For many, the holidays are about traditions; those past down from generation to generation and new ones we make, placing our own unique touch on the way we celebrate this special season of gratitude and giving. I asked a few of our lanterns to share holiday books and/or movies that have a special place in their heart, stories that they bring out year after year to be savored and shared.

Linda Ulleseit’s favorite holiday story is The Velveteen Rabbit by Margery Williams.

In it, a stuffed rabbit, a Christmas present, learns that in order to become real he has to be deeply loved. The Skin Horse tells him, “It doesn’t happen all at once. You become. It takes a long time. That’s why it doesn’t happen often to people who break easily, or have sharp edges, or who have to be carefully kept. Generally, by the time you are Real, most of your hair has been loved off, and your eyes drop out and you get loose in the joints and very shabby. But these things don’t matter at all, because once you are Real you can’t be ugly, except to people who don’t understand.” This story has tugged at my heart since I was a little girl. It’s a wonderful tale of the importance of love and tolerance, one I shared with my students and my children.
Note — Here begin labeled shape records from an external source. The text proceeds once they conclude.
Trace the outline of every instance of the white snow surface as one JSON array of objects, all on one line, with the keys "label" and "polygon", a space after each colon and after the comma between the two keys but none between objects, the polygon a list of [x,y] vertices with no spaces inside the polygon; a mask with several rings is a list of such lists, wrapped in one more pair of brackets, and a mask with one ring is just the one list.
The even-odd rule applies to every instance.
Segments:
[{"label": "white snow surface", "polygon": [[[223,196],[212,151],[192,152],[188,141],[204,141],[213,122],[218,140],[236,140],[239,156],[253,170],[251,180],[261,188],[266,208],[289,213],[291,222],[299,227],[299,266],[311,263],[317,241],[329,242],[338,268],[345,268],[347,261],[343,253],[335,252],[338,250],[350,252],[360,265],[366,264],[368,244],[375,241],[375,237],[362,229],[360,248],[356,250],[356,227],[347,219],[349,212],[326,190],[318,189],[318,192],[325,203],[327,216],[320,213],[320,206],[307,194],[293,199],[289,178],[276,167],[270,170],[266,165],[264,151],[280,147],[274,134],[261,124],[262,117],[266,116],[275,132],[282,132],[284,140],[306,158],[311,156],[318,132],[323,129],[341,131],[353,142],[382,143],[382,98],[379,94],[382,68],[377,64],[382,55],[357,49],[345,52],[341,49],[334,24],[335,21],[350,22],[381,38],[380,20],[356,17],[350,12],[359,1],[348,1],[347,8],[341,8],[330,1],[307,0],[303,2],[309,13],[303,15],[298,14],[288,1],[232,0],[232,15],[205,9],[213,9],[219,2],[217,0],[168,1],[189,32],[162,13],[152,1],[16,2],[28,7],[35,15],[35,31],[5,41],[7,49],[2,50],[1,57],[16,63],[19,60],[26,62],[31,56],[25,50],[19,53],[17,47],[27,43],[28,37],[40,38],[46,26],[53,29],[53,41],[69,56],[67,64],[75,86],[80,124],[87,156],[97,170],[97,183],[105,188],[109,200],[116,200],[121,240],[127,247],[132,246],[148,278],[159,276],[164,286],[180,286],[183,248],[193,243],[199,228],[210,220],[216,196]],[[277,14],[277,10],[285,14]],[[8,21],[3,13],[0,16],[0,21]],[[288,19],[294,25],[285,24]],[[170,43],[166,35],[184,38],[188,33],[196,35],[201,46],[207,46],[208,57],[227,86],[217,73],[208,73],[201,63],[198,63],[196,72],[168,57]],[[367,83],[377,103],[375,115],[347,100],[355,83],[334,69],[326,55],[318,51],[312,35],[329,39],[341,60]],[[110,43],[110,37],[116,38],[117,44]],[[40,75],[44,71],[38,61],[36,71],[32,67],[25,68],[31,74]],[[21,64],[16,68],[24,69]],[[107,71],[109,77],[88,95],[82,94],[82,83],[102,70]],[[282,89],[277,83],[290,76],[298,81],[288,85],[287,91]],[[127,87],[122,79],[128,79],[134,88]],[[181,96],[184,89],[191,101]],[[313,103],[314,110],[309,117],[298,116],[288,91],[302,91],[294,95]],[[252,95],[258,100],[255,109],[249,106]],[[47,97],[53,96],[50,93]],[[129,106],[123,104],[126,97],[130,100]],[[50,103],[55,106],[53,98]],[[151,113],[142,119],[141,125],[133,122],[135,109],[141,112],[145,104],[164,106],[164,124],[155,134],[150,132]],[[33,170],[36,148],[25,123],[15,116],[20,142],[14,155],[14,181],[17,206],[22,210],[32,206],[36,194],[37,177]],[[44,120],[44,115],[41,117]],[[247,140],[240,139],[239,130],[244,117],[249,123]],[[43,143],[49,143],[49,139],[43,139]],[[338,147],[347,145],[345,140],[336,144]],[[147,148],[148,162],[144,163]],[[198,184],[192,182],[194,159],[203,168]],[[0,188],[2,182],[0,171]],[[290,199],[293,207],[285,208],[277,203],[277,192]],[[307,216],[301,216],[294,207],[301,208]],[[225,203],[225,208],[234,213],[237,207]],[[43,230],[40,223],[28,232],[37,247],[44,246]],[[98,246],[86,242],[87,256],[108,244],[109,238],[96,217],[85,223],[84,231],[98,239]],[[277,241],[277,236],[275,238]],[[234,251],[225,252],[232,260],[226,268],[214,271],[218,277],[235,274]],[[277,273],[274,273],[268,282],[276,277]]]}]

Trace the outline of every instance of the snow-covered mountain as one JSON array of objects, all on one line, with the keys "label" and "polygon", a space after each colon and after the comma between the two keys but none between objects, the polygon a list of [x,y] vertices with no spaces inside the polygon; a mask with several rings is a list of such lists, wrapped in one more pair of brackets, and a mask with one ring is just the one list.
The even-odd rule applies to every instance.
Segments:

My son, however, prefers Die Hard as a Christmas movie. That’s a whole different discussion.

In the busy days of December, Rebecca D’Harlingue likes to read relaxing books, historical mysteries, and the occasional historical romance set at Christmas.
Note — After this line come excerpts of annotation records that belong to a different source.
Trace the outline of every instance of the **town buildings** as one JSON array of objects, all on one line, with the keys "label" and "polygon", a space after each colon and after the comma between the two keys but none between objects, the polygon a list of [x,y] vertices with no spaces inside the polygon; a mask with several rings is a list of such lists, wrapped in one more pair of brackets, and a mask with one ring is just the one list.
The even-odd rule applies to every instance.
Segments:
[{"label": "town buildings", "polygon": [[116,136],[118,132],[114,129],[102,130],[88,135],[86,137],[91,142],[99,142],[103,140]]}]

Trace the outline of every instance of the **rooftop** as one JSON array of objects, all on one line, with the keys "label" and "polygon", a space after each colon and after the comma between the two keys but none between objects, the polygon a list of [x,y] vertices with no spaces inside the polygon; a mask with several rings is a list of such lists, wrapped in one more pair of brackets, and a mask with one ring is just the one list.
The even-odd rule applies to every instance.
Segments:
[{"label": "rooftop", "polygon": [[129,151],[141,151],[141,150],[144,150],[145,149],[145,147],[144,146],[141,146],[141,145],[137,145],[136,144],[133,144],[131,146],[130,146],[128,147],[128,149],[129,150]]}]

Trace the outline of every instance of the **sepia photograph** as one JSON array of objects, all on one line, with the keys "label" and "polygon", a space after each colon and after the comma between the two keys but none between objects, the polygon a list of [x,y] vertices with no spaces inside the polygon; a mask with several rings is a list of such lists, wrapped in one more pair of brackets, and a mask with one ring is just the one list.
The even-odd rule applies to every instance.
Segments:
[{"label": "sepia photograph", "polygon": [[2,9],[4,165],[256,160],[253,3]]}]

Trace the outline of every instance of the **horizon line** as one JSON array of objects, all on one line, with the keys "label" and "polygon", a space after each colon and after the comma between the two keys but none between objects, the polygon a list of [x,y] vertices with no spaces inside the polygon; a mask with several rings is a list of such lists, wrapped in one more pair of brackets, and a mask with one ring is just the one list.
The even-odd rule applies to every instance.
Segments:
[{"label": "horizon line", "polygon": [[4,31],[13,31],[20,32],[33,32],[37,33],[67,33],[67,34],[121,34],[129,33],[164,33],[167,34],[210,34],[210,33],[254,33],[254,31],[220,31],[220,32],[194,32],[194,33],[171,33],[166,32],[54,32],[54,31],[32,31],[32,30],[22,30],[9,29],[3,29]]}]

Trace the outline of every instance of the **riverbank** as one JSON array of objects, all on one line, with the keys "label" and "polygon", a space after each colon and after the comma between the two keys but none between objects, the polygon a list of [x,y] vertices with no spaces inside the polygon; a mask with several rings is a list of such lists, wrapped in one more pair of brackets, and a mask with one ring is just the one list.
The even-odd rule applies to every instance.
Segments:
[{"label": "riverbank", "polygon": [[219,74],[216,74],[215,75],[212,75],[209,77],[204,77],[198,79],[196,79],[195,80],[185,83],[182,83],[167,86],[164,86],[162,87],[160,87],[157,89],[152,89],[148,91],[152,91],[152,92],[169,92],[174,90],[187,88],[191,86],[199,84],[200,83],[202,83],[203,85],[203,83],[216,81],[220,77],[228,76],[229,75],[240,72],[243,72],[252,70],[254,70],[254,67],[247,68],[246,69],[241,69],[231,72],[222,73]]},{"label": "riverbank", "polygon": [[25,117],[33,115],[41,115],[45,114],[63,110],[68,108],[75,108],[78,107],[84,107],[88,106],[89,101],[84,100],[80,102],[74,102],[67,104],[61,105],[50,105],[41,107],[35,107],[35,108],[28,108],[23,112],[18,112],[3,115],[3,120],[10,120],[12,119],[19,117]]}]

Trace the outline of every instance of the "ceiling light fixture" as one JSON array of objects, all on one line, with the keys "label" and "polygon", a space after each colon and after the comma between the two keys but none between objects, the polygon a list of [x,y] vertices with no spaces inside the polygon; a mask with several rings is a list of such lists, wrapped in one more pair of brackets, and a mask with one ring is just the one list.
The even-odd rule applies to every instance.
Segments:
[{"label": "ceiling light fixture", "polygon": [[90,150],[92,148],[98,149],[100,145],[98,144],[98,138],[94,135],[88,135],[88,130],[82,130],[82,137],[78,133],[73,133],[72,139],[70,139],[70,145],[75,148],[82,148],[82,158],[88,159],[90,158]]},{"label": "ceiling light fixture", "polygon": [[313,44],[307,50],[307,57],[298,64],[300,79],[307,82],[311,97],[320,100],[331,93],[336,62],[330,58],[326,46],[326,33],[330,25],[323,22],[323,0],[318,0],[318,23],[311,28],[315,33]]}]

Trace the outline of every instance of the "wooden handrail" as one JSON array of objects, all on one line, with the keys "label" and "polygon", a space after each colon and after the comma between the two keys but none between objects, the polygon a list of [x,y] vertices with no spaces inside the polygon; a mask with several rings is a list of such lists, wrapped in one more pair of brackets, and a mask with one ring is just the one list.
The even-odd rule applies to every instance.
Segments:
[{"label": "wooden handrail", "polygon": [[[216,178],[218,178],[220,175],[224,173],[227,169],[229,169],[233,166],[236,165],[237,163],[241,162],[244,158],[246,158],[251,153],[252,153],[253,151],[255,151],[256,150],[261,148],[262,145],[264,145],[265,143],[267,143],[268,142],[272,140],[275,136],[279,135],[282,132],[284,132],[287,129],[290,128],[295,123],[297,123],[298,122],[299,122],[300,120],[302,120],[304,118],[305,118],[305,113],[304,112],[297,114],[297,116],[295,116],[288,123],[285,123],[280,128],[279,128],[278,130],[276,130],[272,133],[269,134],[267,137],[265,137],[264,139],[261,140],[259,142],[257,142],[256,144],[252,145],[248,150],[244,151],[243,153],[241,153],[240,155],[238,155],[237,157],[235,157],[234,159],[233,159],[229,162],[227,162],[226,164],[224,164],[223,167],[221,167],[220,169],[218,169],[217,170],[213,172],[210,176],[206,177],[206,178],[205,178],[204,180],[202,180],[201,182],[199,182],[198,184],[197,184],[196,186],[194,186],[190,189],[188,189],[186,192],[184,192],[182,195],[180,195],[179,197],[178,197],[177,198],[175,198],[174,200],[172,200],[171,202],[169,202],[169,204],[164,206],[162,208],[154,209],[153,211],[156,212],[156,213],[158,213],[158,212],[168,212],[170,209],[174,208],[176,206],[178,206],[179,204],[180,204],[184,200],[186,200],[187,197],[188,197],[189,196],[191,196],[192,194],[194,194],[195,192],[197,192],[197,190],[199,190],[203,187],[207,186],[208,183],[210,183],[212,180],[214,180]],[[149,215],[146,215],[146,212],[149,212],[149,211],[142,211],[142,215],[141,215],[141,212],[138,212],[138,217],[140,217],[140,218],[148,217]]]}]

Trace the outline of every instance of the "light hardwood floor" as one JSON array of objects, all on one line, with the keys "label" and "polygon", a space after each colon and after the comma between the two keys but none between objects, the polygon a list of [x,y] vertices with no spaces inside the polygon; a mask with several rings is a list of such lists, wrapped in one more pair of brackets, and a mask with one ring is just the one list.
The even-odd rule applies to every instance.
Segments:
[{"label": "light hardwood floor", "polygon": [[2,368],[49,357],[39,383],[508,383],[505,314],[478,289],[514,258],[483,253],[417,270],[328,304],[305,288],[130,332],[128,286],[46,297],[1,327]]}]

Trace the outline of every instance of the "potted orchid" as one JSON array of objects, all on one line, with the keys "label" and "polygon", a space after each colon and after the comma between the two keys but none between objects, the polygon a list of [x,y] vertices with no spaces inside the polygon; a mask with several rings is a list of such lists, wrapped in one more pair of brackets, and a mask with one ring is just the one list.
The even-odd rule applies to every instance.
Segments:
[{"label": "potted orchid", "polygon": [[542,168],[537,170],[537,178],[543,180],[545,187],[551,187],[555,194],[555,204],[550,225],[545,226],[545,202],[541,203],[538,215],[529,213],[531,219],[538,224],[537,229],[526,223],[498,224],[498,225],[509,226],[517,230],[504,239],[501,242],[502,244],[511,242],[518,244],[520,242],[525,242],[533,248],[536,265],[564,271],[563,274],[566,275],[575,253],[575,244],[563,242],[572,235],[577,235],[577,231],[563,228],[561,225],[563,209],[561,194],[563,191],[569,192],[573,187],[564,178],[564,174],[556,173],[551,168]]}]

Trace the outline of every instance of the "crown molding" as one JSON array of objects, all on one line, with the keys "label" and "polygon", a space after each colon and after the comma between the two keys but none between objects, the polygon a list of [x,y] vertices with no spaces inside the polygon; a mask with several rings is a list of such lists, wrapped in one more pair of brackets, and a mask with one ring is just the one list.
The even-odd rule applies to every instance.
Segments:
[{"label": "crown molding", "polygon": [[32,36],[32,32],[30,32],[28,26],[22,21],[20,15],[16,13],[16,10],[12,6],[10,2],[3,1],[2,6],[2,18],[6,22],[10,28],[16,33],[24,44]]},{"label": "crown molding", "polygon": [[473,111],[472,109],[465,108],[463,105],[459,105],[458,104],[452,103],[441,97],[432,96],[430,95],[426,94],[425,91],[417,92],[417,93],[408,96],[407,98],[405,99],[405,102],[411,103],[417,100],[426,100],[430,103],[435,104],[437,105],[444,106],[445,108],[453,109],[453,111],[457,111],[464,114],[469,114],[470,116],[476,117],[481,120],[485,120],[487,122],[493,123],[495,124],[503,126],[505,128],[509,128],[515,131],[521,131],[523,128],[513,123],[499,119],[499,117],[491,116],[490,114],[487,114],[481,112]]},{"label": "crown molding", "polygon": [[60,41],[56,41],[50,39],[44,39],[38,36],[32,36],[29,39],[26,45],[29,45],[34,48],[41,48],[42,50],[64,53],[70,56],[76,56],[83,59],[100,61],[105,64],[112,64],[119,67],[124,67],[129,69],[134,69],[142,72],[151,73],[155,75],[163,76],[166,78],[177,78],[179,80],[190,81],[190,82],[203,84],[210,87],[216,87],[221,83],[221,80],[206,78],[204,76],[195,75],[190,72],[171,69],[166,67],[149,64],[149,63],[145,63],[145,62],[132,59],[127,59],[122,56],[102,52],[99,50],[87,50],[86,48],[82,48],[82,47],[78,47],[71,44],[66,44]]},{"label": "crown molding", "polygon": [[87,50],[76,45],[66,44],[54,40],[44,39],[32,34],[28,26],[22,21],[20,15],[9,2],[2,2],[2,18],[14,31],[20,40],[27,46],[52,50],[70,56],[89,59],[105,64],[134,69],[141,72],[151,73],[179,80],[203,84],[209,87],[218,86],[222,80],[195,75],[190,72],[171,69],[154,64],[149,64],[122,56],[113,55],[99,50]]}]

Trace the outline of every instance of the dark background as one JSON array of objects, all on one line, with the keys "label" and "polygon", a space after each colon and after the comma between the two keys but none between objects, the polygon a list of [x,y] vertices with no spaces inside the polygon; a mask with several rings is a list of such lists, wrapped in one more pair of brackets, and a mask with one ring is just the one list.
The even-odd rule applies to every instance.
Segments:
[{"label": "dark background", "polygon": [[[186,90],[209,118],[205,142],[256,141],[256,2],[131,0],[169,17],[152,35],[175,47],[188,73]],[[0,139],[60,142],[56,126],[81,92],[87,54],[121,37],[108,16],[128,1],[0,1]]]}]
My current read? Jane and the Twelve Days of Christmas, by Stephanie Barron, one of the myriad novels with Jane Austen as a character. It’s just the ticket to escape the hubbub of the holidays. 

My grandchildren and I love Olive, the Other Reindeer, by Vivian Walsh and J. Otto Seibold. Olive is a dog who misunderstands the words to the Rudolph song. She presents herself to Santa as a helper, and it is her special talents of hearing, smelling, and fetching sticks that save the day.
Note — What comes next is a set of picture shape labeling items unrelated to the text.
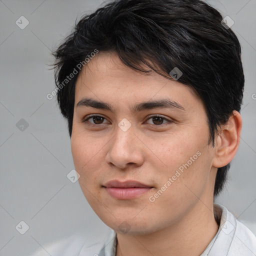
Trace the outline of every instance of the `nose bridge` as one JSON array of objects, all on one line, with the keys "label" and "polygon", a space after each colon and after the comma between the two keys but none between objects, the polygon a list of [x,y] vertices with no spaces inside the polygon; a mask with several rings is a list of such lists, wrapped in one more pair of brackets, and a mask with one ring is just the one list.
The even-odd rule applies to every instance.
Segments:
[{"label": "nose bridge", "polygon": [[130,163],[141,165],[143,162],[142,148],[136,142],[134,129],[123,130],[116,127],[116,134],[110,144],[106,160],[120,168]]},{"label": "nose bridge", "polygon": [[[112,142],[112,150],[116,154],[126,154],[128,156],[134,151],[136,145],[134,140],[135,136],[132,128],[126,130],[123,130],[120,127],[117,127],[116,136]],[[134,143],[132,143],[132,142]]]}]

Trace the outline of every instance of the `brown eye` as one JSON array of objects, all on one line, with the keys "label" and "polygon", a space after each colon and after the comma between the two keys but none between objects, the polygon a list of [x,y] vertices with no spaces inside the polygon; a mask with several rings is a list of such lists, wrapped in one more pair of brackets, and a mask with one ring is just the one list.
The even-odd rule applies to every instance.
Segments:
[{"label": "brown eye", "polygon": [[154,124],[162,124],[164,122],[164,118],[160,116],[152,118],[152,120]]},{"label": "brown eye", "polygon": [[102,124],[104,119],[104,118],[102,118],[101,116],[94,116],[92,118],[92,120],[96,124]]},{"label": "brown eye", "polygon": [[172,122],[171,120],[168,120],[163,116],[154,116],[150,117],[147,120],[147,122],[148,122],[148,124],[155,126],[160,126],[161,124],[165,124]]},{"label": "brown eye", "polygon": [[102,124],[106,122],[106,120],[104,118],[100,116],[92,116],[84,120],[82,122],[89,122],[92,124]]}]

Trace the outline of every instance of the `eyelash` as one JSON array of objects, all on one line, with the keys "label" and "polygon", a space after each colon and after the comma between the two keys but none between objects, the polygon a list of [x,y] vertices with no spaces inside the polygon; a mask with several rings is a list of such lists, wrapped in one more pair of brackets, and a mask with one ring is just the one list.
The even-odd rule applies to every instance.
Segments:
[{"label": "eyelash", "polygon": [[[84,119],[82,122],[87,122],[90,118],[96,118],[96,117],[99,117],[99,118],[104,118],[104,120],[106,120],[106,118],[103,116],[96,116],[96,115],[94,115],[94,116],[88,116],[85,119]],[[162,125],[164,125],[164,124],[168,124],[168,123],[171,123],[171,122],[173,122],[173,121],[172,120],[169,120],[168,119],[167,119],[166,118],[164,118],[164,116],[159,116],[159,115],[155,115],[155,116],[150,116],[146,120],[146,121],[148,121],[148,120],[150,119],[151,119],[151,118],[162,118],[162,120],[166,120],[166,121],[167,121],[167,122],[166,123],[164,123],[164,124],[149,124],[150,125],[150,126],[162,126]],[[99,126],[100,125],[100,124],[92,124],[92,123],[90,123],[92,125],[92,126]]]}]

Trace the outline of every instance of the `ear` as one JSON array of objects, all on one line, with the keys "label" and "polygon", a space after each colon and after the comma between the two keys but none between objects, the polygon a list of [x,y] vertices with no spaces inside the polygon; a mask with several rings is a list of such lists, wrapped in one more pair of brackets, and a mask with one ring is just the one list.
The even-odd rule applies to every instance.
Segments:
[{"label": "ear", "polygon": [[230,163],[238,151],[242,128],[241,115],[234,110],[227,122],[220,126],[216,140],[212,166],[223,167]]}]

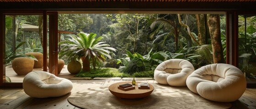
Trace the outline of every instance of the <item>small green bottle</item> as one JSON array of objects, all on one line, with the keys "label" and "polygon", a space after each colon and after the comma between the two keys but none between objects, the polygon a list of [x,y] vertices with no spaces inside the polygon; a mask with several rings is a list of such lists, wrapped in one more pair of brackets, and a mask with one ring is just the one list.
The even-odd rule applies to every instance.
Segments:
[{"label": "small green bottle", "polygon": [[131,84],[132,84],[132,85],[135,85],[135,84],[136,84],[136,81],[135,81],[135,77],[133,77],[133,80],[132,80],[132,82],[131,82]]}]

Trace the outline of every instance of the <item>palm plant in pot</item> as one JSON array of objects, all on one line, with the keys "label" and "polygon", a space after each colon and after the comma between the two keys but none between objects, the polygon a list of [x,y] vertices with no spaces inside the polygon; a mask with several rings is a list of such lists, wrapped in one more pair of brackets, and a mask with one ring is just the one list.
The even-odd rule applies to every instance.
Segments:
[{"label": "palm plant in pot", "polygon": [[87,35],[81,32],[77,34],[78,37],[71,36],[68,40],[61,41],[61,50],[59,52],[59,57],[69,57],[70,60],[79,60],[82,62],[82,70],[90,71],[90,64],[93,64],[95,69],[96,61],[104,61],[105,57],[111,59],[111,51],[116,50],[109,47],[105,42],[101,42],[101,36],[96,38],[96,34],[92,33]]}]

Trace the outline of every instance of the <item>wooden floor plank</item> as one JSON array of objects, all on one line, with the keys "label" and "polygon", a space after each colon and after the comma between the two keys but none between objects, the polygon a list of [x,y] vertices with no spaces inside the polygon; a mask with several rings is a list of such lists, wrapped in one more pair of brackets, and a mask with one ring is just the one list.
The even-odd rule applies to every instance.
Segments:
[{"label": "wooden floor plank", "polygon": [[245,95],[242,95],[239,100],[248,106],[256,106],[256,102],[254,101],[254,99],[249,99]]},{"label": "wooden floor plank", "polygon": [[33,104],[35,102],[37,102],[37,100],[35,100],[35,98],[31,97],[30,97],[29,96],[28,96],[28,95],[27,95],[27,94],[26,95],[24,95],[24,96],[27,96],[30,99],[26,101],[26,102],[24,102],[23,103],[22,103],[21,105],[16,107],[15,108],[16,109],[24,109],[26,107],[28,106],[28,105],[30,105],[32,104]]},{"label": "wooden floor plank", "polygon": [[73,105],[70,104],[68,102],[67,102],[66,104],[65,104],[60,109],[75,109],[75,108],[76,108],[76,106],[73,106]]},{"label": "wooden floor plank", "polygon": [[19,96],[11,102],[0,106],[0,109],[16,109],[16,107],[29,100],[30,99],[31,99],[30,97],[27,94],[24,94]]},{"label": "wooden floor plank", "polygon": [[44,109],[61,109],[68,101],[67,98],[71,93],[58,97],[52,97],[50,99],[38,99],[40,104],[31,104],[26,107],[26,109],[36,109],[36,107],[44,107]]},{"label": "wooden floor plank", "polygon": [[20,97],[21,94],[21,94],[22,93],[21,93],[20,91],[22,90],[22,89],[20,88],[13,89],[5,89],[4,91],[0,94],[0,104],[6,104]]},{"label": "wooden floor plank", "polygon": [[10,96],[6,96],[4,99],[2,99],[0,101],[0,104],[7,104],[25,94],[26,94],[24,92],[23,89],[21,89],[19,91],[15,93]]}]

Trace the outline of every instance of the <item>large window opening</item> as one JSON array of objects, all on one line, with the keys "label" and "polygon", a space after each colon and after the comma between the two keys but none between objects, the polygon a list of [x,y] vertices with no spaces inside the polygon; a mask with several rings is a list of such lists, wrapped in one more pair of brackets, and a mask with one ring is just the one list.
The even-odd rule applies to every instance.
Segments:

Many Christmas movies bear repetition every year at Rebecca’s house: The Bishop’s Wife, Miracle on 34th Street, Christmas in Connecticut, Christmas Story, A Christmas Carol (the George C. Scott version, of course), to name a few. In the last few years, though, one of my absolute favorites is the animated Arthur Christmas. It’s voiced by some fantastic actors: James McAvoy as Arthur, Santa’s younger son, Jim Broadbent as the present Santa Claus, Bill Nighy as Grandsanta, and Hugh Laurie as Arthur’s brother, Steve, who uses technology to the fullest to help get the presents delivered. The movie is clever, with lots of references to moments in other movies and history. I recently read that it’s the most underrated Christmas movie, so it’s not just that I like it because my husband’s name is Arthur. Ultimately, it also does what any good Christmas story must do – ends with the true meaning of Christmas.

As a horse-loving child growing up urban/suburban, Anne Beggs longed to live on a ranch.

How could I NOT love the original granddaddy of Christmas stories – a donkey and a baby camping in a barn? Oh Holy Night! But I am not here to discuss the New Testament. Historical fiction is our game.

Without a doubt, A Christmas Carol, by Charles Dickens, is my favorite Christmas book and some of my favorite Christmas movies.

My first exposure to this primary tale of Christmas was the 1962 Mr. Magoo’s Christmas Carol cartoon. It is faithfully performed and has a very catchy soundtrack. I still watch it and sing along at 67.

Imagine my surprise when A Christmas Carol was assigned reading in 7th grade – WHAT? – Charles Dickens. And Mr. Dickens does reference music in the story. I’m listening to God Rest Ye Merry Gentlemen as I type.

Historically, I find it interesting how this simple novella invented Christmas as we know it today. Contemporary for Dickens, A Christmas Carol is now historical fiction. Christmas, music, family, devotion, a timeless reflection of Dickens’ and our present times. Greed, avarice, misplaced trust and a hearty dose of redemption and renewal. A real Do-Over. It’s a Wonderful Life, anyone? With an angel instead of a ghost.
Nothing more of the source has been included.